Bu sıra kiminle karşılaşsak, sorular "Bakan toto" üzerine. Evet,
isimler önemli ve merak uyandırıyor. Ancak bu mesainin yarısı yeni
sisteme ve işleyişine ayrılsa emin olun ülke bambaşka bir noktaya
ulaşacak. (Yine de onların merakını giderelim. Kabineye 3-4
milletvekilinin bakan olarak girmesi kuvvetle muhtemel!)
Neyse...
Yeni sistem demişken... Sadece isimlerin ve kurumların değil,
zihniyetin ve iş yapma biçiminin de değişiminden söz ediyoruz.
Madalyonun kamu tarafı kadar özel sektör tarafı da bundan
etkilenecek. Örnek mi istersiniz? Öncelikli konulardan biri "piyasa
ve bilgi şeffaflığı!" Ne demek istediğimizi biraz açalım. 24
Haziran seçimlerinin sonuçlanmasından ve seçim sonuçlarına dair
spekülasyonların kesilmesinden sonra döviz kurlarında belirgin bir
düşüş başlamıştı. Derken bir görünmez el devreye girdi ve kurlar
yine yukarı yönlü hareketlendi. Bu artışı destekleyen dış kaynaklı
bir gelişme yoktu. Ama kur atağı içeride pişirilip, dışarıdan
dayatılıyordu.
Mesele şu: Türkiye liberal piyasa şartlarına bağlı, dışa açık bir
ekonomi. Haliyle dış âlemle sürekli iletişim içinde. Buraya kadar
her şey olağan.

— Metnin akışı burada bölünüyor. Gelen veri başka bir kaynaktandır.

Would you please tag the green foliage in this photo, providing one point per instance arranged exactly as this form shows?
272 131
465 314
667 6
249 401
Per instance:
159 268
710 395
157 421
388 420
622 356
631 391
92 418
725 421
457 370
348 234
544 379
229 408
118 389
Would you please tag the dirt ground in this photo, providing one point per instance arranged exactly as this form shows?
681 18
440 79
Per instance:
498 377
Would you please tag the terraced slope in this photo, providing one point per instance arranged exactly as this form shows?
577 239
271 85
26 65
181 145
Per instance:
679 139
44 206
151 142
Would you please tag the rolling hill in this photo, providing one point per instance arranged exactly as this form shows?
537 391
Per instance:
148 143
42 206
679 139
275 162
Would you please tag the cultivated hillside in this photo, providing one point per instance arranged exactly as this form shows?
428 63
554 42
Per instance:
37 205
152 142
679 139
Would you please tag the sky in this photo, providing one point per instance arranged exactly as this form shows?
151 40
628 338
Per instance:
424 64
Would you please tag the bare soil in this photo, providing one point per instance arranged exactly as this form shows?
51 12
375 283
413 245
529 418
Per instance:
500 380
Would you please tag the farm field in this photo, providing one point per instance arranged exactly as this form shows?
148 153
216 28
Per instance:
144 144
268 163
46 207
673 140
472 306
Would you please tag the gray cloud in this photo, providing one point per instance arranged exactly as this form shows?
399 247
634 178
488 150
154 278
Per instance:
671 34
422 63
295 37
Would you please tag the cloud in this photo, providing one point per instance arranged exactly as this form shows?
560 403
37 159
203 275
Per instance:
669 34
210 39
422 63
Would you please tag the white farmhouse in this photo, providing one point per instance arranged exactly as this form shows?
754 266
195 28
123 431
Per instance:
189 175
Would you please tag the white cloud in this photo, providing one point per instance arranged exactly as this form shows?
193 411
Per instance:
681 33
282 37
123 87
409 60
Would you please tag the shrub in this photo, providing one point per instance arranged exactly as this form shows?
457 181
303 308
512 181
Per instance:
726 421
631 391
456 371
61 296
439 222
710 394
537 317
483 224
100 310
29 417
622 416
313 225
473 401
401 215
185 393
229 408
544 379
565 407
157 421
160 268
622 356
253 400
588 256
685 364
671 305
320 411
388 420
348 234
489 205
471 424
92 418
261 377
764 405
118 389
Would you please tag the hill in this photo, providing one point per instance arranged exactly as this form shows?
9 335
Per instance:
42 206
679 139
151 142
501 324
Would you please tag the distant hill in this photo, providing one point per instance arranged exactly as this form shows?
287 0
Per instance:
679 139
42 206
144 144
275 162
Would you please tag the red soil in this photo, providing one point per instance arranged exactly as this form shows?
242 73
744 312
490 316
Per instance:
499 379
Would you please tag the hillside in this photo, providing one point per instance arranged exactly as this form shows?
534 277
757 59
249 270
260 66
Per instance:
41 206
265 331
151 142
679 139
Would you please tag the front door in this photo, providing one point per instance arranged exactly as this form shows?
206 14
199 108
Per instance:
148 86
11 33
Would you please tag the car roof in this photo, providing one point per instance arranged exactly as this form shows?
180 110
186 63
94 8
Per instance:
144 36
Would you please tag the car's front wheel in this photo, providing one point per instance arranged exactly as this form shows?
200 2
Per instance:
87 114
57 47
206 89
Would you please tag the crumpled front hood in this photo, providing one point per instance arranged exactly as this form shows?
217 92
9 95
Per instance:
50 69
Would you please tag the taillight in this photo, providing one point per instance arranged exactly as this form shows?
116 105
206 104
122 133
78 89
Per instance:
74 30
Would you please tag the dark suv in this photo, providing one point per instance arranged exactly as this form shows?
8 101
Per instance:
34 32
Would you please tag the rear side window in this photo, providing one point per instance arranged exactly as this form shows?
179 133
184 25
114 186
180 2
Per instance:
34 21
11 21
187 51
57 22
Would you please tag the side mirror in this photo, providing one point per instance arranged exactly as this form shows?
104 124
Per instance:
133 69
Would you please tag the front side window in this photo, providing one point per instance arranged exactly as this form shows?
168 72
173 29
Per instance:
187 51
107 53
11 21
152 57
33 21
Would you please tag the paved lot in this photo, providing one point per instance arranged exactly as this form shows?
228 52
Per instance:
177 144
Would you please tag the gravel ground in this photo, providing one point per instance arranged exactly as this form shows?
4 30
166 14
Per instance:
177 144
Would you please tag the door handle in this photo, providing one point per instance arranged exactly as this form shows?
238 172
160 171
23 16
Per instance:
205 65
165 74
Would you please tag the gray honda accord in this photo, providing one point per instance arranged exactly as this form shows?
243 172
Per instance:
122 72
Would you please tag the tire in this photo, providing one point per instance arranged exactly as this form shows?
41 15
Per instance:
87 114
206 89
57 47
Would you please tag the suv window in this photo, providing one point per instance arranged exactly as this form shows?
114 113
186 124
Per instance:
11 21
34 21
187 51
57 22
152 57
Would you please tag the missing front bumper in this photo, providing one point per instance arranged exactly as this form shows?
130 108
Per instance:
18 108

Olağandışı olan husus, "Bizimkilerin (!) sübjektif
değerlendirmelerinin, duyuma dayalı yorumlarının yurtdışına teyitli
(!) bilgi veya risk faktörü olarak taşınması!"
Nitekim 24 Haziran'ın ardından Türkiye için finansal piyasalarda
"pozitif ralli" olarak tanımlanan olumlu hava başlayacakken,
İstanbul'daki analistler Londra ve New York'a bambaşka şeyler
söylediler. "Bağımsız kurullar kalmayacak", "Kararnamelerle her an
her şey yapılabilecek" tarzı cümleler kuruldu. Doğru bilmedikleri
pek çok konuyu, "risk faktörü" gibi gösterdiler. Türkiye ekonomisi
de hak ettiği notu alamadı. Yönetilebilir riskler, "çıkmaz"

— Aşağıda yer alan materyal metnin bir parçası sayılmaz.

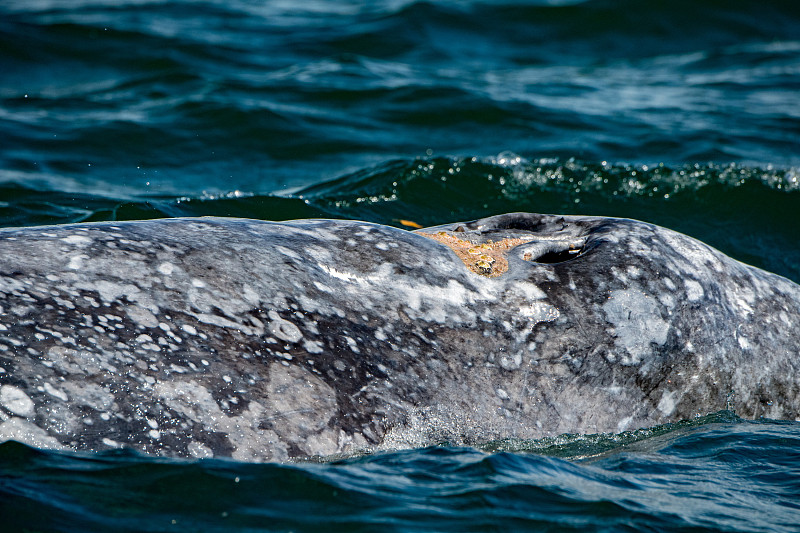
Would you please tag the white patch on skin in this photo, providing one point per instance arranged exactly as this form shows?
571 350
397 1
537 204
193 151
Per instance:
667 402
352 344
511 361
54 392
141 316
76 262
312 346
23 431
16 401
694 291
199 450
283 329
77 239
287 252
539 312
636 322
111 443
744 343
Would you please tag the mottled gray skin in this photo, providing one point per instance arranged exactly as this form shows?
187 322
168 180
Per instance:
273 341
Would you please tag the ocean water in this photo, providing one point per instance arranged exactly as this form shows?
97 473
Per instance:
683 113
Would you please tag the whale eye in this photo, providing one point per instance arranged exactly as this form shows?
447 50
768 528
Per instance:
560 256
552 252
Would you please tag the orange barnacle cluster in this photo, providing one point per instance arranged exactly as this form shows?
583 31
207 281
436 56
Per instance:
487 259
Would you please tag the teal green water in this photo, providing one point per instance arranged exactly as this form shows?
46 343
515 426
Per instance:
680 113
718 473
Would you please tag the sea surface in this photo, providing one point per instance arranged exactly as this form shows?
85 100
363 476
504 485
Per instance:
683 113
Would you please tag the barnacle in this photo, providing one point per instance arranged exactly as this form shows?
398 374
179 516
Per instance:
486 259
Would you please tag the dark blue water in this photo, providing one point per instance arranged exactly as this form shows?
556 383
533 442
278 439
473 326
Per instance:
683 113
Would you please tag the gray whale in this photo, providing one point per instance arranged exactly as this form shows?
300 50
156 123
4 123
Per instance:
268 341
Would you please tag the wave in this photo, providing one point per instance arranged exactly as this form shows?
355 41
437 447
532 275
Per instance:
747 212
718 473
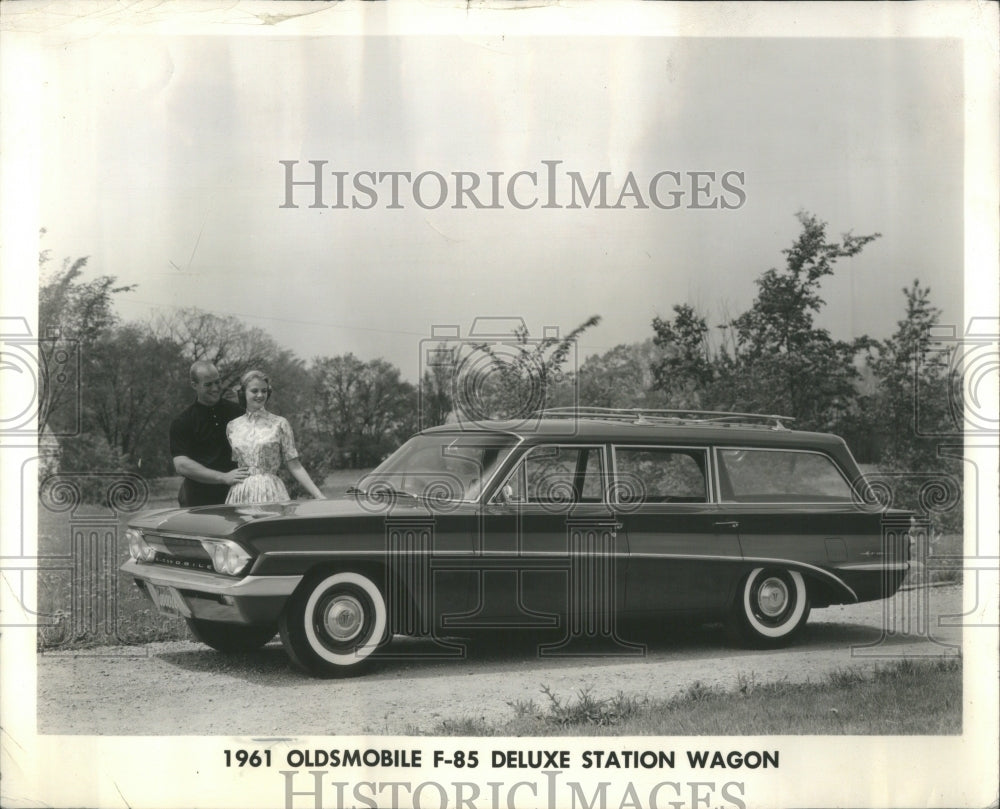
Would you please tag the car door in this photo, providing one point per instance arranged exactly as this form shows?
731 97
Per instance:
683 555
793 505
550 551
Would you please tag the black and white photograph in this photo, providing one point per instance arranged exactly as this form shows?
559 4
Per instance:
480 405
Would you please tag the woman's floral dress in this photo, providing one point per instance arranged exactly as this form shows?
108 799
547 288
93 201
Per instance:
262 442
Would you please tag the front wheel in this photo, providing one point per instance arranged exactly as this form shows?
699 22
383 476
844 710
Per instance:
771 608
228 637
333 623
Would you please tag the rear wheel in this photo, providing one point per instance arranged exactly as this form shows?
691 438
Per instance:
228 637
771 608
333 623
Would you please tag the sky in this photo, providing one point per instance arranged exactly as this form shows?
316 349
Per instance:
148 136
161 161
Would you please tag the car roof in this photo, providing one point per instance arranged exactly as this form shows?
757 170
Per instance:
583 430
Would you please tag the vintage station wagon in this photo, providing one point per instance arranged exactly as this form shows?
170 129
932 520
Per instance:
578 521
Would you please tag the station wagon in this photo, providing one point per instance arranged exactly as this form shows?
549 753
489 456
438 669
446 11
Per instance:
579 522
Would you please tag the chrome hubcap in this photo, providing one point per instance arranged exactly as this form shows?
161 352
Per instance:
344 618
772 597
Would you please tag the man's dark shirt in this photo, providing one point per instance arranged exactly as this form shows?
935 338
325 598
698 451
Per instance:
200 434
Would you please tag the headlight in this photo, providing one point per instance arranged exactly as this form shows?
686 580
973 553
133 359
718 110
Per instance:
138 548
227 557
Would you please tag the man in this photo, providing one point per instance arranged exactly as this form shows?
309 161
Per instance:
199 445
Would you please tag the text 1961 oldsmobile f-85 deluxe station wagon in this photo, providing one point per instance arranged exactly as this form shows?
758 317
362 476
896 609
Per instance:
578 521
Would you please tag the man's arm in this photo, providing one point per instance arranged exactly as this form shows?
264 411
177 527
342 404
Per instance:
195 471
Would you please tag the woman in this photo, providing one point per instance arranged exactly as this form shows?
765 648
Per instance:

biçiminde sunulduğu için bu ortamda olumsuzluk satın alınıyor,
olumlu gelişmeler ise "Hele biraz bekleyelim" diye öteleniyor.
Negatif algıyı hatta olguyu değiştirmek için atılacak adımlar
belli:
1- Yeni ekonomik kadrolar ve yenilikçi ekonomik program.
2- Türkiye ile ilgili bilgi verenlerin özel sektörde olsalar dahi
sorumluluk altına girmesi.
3- Kurumlar ve kurallar ekonomisinin yeniden inşası ve güven
ilişkisinin pekiştirilmesi.
4- Büyümeye duyarlı ekonomik politikaların sürdürülebilir
kılınması.
5- Tek haneli enflasyonun önünde engel oluşturan yönetilebilir
fiyatlarla ilgili bir mekanizma kurulması, işlenmemiş gıda ve
hizmetler sektörlerindeki fiyat katılıklarına piyasa dostu çözümler
bulunması.
Ve son husus... Önümüzdeki dönem, çok çalışılan, az konuşulan bir
dönem olmak zorunda. Yeni hükümetin ilk işi, tebrikleri ve
ziyaretleri kabul olmamalı. Tabii ki herkes, asli işine odaklanmalı
ve kendi alanı dışındaki hassas başlıklarda demeç ekonomisinin
parçasına dönüşmemeli. Kimin, hangi noktada, ne kapsamda ve hangi
dönemde bilgi veya beyanat vereceği de net esaslara bağlanmalı.
Ekonomide, karar vericilerin kredibilitesi yeniden tesis edildi mi,
pek çok riskin bertaraf edileceğini bugünden ilan edebiliriz.